The ongoing debate between Congressional Republicans who emphasize punitive and militaristic solutions to the immigration “crisis” and Senate Republicans and Democrats who advocate comprehensive reforms to U.S. immigration policy avoids confronting the root causes of large-scale international migrations. What are these causes? First, consider “push” factors such as poverty, lack of economic opportunity, political repression, and social instability abroad that lead people to make the agonizing decision to leave their homeland. Next, consider “pull” factors such as demand by U.S. corporations for cheap and vulnerable workers, along with a higher standard of living, political freedoms, and social stability that make the U.S. an attractive destination for international migrants. Then, take into account the uneven effects of corporate globalization and the Washington Consensus on trade and development promoted by such institutions as the International Monetary Fund, World Trade Organization, and World Bank and enacted in NAFTA and CAFTA. For example, the subsidies the U.S. offers to its own multinational corporations in agribusiness contribute to the impoverishment and bankruptcy of small farmers in Mexico and Central America, which leads them and their children to migrate to cities for work and, often, on to the United States.

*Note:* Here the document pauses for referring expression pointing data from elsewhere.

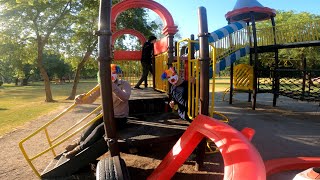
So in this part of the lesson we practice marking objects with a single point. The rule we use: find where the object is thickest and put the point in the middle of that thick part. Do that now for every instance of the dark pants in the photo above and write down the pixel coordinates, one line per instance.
(146, 68)
(95, 132)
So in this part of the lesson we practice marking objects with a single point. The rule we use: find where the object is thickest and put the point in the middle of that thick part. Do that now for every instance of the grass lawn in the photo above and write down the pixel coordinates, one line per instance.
(21, 104)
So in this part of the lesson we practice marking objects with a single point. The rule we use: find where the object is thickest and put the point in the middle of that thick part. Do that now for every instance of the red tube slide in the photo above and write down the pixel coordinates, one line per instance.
(241, 160)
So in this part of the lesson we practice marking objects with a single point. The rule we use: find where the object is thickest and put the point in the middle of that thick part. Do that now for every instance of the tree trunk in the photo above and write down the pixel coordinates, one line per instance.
(77, 75)
(24, 82)
(43, 72)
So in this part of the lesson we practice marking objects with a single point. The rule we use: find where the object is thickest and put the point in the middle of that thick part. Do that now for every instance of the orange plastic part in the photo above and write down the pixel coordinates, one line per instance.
(294, 163)
(241, 159)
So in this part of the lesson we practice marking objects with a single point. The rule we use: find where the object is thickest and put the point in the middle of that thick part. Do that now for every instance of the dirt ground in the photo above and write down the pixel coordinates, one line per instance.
(290, 129)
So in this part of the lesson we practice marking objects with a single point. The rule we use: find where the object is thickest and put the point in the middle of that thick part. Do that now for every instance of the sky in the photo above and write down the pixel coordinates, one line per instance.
(184, 12)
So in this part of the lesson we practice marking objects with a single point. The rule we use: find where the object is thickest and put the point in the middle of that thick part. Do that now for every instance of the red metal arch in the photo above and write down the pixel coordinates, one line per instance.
(169, 27)
(136, 33)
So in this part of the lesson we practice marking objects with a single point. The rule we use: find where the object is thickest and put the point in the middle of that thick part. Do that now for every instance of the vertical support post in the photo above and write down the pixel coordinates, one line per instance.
(231, 69)
(255, 46)
(192, 51)
(104, 32)
(304, 66)
(170, 50)
(204, 78)
(231, 84)
(251, 58)
(275, 81)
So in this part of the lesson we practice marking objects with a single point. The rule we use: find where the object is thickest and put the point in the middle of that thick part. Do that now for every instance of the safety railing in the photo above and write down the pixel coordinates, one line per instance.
(229, 44)
(132, 71)
(304, 31)
(61, 138)
(161, 64)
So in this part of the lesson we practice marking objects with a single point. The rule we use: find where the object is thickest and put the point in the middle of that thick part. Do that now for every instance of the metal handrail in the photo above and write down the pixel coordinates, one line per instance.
(44, 128)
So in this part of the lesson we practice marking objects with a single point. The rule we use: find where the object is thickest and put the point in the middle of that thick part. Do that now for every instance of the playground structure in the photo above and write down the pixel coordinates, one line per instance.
(217, 51)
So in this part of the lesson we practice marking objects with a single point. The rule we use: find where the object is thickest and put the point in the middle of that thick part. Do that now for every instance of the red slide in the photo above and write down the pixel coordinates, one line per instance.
(241, 160)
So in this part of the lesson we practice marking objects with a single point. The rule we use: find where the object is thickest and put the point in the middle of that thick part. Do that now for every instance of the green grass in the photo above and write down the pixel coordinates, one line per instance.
(21, 104)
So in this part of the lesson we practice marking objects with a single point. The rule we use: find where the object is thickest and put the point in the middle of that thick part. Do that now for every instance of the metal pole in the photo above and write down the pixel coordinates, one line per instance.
(231, 70)
(275, 87)
(170, 50)
(231, 84)
(304, 78)
(192, 51)
(251, 60)
(104, 33)
(255, 46)
(204, 78)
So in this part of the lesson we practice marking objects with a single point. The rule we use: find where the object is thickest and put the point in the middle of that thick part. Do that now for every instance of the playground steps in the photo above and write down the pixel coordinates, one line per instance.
(60, 166)
(147, 101)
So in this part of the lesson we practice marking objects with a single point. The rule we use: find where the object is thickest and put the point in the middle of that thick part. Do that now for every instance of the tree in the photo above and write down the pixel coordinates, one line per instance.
(37, 21)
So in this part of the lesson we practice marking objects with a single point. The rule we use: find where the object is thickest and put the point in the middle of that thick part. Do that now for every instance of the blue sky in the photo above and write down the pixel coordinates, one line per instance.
(184, 12)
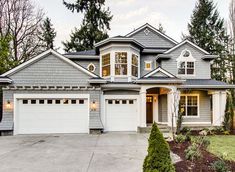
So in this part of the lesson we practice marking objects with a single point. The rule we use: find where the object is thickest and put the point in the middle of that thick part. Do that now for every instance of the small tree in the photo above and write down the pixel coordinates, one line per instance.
(158, 158)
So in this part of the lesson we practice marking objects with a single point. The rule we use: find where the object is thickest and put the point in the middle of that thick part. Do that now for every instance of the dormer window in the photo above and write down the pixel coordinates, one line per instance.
(148, 65)
(106, 65)
(186, 63)
(121, 63)
(134, 65)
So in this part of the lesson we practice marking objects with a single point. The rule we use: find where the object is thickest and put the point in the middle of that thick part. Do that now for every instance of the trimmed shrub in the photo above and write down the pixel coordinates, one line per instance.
(158, 158)
(180, 138)
(220, 166)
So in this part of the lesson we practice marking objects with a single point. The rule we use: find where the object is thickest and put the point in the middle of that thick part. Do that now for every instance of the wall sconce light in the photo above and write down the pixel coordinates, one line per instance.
(93, 106)
(8, 105)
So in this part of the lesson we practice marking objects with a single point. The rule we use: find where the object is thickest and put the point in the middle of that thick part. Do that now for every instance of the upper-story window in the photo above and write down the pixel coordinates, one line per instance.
(121, 63)
(106, 65)
(186, 63)
(91, 67)
(148, 65)
(134, 65)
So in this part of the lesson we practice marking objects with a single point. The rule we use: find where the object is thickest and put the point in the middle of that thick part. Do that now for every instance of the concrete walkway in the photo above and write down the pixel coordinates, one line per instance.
(111, 152)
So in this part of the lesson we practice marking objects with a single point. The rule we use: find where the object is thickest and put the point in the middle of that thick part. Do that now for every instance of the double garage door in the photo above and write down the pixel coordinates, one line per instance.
(121, 114)
(51, 114)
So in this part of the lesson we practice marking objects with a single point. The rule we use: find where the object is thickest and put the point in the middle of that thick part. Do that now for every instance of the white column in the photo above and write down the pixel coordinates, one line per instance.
(218, 107)
(143, 108)
(173, 98)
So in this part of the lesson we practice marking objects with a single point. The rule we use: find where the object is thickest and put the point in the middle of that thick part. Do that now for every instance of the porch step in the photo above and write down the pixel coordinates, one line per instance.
(162, 128)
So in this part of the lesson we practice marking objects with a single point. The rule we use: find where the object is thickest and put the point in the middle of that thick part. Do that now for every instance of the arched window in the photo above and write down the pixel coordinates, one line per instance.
(186, 63)
(91, 67)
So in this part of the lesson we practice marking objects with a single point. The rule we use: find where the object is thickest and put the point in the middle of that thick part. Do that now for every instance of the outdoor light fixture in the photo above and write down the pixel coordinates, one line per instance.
(8, 105)
(93, 106)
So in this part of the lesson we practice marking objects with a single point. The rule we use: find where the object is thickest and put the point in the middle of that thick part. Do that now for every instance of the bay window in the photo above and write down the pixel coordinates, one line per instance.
(189, 105)
(106, 65)
(121, 63)
(134, 65)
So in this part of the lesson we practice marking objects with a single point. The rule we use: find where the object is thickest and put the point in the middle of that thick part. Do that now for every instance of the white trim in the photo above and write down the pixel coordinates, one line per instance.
(22, 96)
(159, 69)
(93, 67)
(186, 105)
(148, 62)
(25, 64)
(183, 42)
(152, 28)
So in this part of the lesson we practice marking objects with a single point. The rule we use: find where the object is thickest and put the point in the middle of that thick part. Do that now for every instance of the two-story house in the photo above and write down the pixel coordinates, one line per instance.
(125, 83)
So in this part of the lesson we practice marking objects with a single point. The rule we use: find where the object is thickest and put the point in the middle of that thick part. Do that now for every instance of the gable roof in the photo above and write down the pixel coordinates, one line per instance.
(159, 70)
(186, 42)
(42, 55)
(154, 29)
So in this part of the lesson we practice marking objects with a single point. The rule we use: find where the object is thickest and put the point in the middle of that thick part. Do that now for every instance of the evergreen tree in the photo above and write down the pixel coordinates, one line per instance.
(48, 34)
(94, 25)
(207, 30)
(6, 61)
(158, 158)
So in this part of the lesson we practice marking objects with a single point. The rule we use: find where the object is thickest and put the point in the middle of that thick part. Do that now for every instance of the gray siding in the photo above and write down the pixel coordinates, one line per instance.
(50, 71)
(202, 68)
(153, 39)
(162, 109)
(7, 120)
(85, 63)
(204, 107)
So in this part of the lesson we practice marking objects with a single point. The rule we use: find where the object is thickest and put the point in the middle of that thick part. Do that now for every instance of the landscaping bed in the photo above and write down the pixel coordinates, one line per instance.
(202, 164)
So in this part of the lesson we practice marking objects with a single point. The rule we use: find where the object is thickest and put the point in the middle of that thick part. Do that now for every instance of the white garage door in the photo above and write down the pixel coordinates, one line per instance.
(121, 115)
(52, 115)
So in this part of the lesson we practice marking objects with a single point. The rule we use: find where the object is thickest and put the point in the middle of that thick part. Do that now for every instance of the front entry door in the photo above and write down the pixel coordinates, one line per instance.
(149, 109)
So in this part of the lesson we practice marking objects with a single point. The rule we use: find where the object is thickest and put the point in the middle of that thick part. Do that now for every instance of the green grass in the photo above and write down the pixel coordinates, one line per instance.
(223, 146)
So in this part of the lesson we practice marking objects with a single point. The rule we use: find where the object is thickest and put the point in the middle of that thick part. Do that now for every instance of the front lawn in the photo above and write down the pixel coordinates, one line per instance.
(222, 145)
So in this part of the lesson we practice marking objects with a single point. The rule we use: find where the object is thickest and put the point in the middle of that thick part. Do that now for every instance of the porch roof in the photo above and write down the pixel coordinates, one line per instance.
(205, 83)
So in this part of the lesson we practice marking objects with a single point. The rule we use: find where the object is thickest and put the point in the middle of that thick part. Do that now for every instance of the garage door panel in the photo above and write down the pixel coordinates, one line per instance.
(121, 117)
(52, 118)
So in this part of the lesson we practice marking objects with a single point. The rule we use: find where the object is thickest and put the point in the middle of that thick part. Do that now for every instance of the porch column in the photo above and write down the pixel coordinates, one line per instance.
(173, 98)
(143, 108)
(218, 107)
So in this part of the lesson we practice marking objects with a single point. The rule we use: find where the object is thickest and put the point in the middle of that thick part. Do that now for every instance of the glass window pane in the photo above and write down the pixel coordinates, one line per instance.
(106, 71)
(120, 57)
(192, 111)
(120, 69)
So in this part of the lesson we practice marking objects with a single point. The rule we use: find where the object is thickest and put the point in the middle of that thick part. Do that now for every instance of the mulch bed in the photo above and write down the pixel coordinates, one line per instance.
(201, 165)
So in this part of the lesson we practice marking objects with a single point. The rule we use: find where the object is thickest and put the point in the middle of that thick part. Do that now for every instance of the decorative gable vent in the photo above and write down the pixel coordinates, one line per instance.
(146, 31)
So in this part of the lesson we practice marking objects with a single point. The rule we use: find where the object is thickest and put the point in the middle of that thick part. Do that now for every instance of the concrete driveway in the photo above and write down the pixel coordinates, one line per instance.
(111, 152)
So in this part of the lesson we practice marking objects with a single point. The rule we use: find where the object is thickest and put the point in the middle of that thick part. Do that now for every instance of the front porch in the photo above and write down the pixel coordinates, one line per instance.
(199, 107)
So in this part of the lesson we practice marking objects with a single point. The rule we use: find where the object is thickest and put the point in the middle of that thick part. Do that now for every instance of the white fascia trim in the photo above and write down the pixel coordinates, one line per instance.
(160, 81)
(207, 86)
(159, 70)
(186, 41)
(154, 29)
(5, 80)
(44, 54)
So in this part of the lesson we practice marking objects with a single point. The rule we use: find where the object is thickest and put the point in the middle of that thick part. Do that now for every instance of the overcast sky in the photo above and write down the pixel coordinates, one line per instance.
(128, 15)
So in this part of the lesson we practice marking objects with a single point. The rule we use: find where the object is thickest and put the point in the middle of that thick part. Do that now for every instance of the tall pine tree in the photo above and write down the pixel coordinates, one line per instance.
(48, 34)
(207, 30)
(94, 25)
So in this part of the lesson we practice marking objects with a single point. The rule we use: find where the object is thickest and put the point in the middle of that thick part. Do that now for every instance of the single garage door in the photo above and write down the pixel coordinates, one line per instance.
(52, 115)
(121, 115)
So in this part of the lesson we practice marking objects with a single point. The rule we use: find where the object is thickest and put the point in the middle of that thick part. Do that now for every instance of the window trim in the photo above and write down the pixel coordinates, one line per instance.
(91, 64)
(132, 65)
(186, 105)
(101, 64)
(121, 64)
(190, 58)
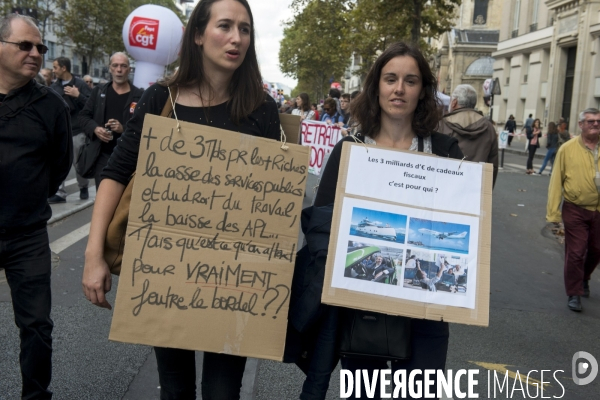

By focusing on a limited version of “comprehensive immigration reform”--attending only to border and interior enforcement, visa reform and backlog reduction, and work authorization and legalization of undocumented workers--Congress fails to use key tools in aid, development, labor, and trade policy to provide disincentives for illegal immigration, mitigate the factors that lead to international migration, and recruit the most promising immigrants into our economy, society, and polity. What tools should Democrats and reasonable Republicans on the Congressional conference committee advocate adding to its legislative repertoire?

Aid: Incorporate the most promising proposals from the ONE Campaign and Columbia University professor Jeffrey Sachs’s The End of Poverty into funding for field testing aid programs aimed at drastically reducing poverty around the world.

Development: Incorporate the most promising proposals from the World Social Forum and the International Forum on Globalization’s Alternatives to Economic Globalization into funding for field testing development projects that can help build a new Washington Consensus aimed at creating conditions for sustainable economic growth throughout the Western hemisphere.

Labor: Incorporate measures recommended by Amy Traub of the Drum Major Institute, who points out that “undocumented workers’ inability to defend their rights in the workplace contributes to a race to the bottom that hurts many Americans who aspire to a middle-class standard of living.” Recognize, with Sociologists Without Borders, that “workers who can work legally and workers who are undocumented need a living wage, safe working conditions, and pension and health benefits, and they need to be treated with respect and dignity.” Supplement funding for enforcement of laws forbidding employers from hiring and exploiting undocumented workers with recognition of workers’ right to free association and the benefits for everyone when they are free to form and join unions to improve the terms and conditions of their employment.

Trade: Turn NAFTA and CAFTA into truly cooperative programs that promote fair trade and globalization from below. Invest in transnational communications and transportation infrastructure to reduce the costs of international trade.

Given that the Republican-controlled Congress is unlikely to follow even the common-sense principles driving the National Network for Immigrant and Refugee Rights’s Fair and Just Immigration Reform for All program, Americans should hope that it fails to pass an immigration reform bill before the mid-term elections in November. Once Congress is in more responsible hands, it can develop a truly comprehensive immigration reform bill.